Toad Lily

Many web sites refer to Toad Lilies as "drought tolerant" and at the same time as needing to have constantly moist soil(??).
They are also commonly referred to as "shade plants" while requirements are listed as "full sun to light shade". Those we put in shade did poorly.

Purchased from SpringHillNursery, 3 for $10,
because of their site's picture:

Because these were advertised shade plants, we moved out
a Knockout Rose which was not getting enough
sun and put these in its place.

Turns out that the flowers are so small (less than
1") that you can barely see them. You certainly
don't get the visual effect that the greatly magni-
fied catalog pictures indicate. Also, 2 of the 3 died,
though they looked okay starting off. SpringHill is
replacing them.

Catalog picture:
Our plant:

June 4, 2009:

September 16, 2009:

The ones below also eventually died. May 28, 2010

After limbing up the Japanese Maple, a couple of Amethystina Toad Lilies were added.
We planted these in a raised area, so the flowers will show up a little better.
June 10, 2009:

May 7, 2010:
Three replacements were received from Springhill. Due to lack of room where the others were planted, these were planted in the shade by the driveway:
These did not come back, but possibly were choked out by Crested Irises.

Apr. 11, 2014:

All we have left of all the above Toad Lilies are a couple under the Japanese Maple. I had about decided never to get them again when Springhill Nursery had a good price on a really beautiful Toad Lily.
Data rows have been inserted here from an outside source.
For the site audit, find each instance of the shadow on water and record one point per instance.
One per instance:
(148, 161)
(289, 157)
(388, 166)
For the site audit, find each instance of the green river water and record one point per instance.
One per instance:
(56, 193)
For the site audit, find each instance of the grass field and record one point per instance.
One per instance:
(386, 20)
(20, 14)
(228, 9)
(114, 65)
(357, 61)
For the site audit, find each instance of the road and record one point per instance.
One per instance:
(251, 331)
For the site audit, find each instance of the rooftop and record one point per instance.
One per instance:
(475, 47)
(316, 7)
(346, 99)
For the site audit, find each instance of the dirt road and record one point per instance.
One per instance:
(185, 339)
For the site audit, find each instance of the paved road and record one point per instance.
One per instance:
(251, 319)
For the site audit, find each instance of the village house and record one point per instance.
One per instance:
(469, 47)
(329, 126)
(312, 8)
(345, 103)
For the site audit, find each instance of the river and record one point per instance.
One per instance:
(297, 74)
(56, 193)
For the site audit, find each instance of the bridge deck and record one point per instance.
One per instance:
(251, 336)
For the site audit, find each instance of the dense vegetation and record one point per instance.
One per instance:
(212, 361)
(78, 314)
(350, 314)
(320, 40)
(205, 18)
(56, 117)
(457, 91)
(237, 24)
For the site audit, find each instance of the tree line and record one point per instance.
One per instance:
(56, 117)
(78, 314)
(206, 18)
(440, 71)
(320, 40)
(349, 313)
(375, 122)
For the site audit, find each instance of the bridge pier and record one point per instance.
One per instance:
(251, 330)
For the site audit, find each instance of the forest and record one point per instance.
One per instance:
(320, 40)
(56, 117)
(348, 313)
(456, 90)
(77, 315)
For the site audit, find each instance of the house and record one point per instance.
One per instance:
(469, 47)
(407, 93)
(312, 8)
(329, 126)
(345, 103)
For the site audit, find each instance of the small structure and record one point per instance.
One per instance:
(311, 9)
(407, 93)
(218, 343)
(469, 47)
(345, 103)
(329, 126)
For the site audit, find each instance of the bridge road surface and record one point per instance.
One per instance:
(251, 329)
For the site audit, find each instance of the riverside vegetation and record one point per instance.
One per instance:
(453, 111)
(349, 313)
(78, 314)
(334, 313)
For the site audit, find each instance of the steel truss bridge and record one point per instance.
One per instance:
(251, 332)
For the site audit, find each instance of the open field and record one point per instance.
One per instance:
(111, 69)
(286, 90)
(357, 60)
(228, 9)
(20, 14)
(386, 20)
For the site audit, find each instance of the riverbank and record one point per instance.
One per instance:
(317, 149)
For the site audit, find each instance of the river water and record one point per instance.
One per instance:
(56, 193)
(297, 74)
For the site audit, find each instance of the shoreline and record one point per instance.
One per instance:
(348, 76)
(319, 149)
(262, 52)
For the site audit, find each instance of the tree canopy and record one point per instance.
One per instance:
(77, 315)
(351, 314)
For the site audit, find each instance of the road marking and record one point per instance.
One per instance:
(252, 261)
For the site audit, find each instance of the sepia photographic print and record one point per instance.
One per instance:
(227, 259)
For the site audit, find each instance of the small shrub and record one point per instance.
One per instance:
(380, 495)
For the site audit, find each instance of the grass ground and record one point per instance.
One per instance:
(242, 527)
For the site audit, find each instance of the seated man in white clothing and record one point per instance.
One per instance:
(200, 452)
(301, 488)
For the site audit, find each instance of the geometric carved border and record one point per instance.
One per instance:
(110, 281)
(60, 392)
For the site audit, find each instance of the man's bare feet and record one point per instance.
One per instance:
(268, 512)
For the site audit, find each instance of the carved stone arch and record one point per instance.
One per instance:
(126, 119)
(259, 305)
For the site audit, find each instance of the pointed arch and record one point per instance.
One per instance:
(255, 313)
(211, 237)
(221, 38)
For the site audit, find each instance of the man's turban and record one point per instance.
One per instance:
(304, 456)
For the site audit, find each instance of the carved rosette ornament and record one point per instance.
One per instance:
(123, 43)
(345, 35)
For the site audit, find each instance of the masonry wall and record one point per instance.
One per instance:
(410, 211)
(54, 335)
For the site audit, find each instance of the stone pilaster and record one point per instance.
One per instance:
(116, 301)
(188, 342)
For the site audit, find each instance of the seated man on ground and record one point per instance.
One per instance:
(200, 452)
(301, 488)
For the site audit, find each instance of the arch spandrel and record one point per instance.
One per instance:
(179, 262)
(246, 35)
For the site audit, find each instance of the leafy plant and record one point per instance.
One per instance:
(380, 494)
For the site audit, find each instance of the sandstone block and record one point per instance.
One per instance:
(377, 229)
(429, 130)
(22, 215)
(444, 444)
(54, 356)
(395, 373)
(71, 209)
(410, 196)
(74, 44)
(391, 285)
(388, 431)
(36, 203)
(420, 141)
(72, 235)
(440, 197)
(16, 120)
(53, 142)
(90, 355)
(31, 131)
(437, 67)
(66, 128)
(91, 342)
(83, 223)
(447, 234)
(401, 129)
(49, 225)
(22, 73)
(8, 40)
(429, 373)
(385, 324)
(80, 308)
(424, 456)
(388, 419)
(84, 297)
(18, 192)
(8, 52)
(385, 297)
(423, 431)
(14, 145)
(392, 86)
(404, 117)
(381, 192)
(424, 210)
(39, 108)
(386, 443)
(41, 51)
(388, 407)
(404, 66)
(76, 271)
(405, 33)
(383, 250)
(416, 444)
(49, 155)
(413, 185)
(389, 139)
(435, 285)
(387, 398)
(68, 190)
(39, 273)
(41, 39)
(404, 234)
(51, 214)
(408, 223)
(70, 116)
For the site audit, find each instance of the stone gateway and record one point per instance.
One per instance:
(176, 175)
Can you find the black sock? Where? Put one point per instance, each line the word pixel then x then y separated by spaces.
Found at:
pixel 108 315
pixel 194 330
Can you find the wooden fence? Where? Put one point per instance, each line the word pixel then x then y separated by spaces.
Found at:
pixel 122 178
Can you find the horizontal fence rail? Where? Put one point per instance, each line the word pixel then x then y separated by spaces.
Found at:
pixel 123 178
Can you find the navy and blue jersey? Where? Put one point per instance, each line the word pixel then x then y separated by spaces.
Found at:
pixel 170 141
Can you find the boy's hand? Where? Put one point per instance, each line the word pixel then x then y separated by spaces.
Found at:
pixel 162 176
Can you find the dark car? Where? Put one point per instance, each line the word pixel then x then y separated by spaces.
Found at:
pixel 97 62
The planting instructions now say "full sun to partial shade" which makes me think that they were not getting enough sun. Also, it says to plant them 6" deep and I don't think the others were planted that deep.

So I got six more and planted a couple in a sunny spot in the side lot street bed and the rest in shady spots in the side lot; however, the ones in the sun are looking burnt.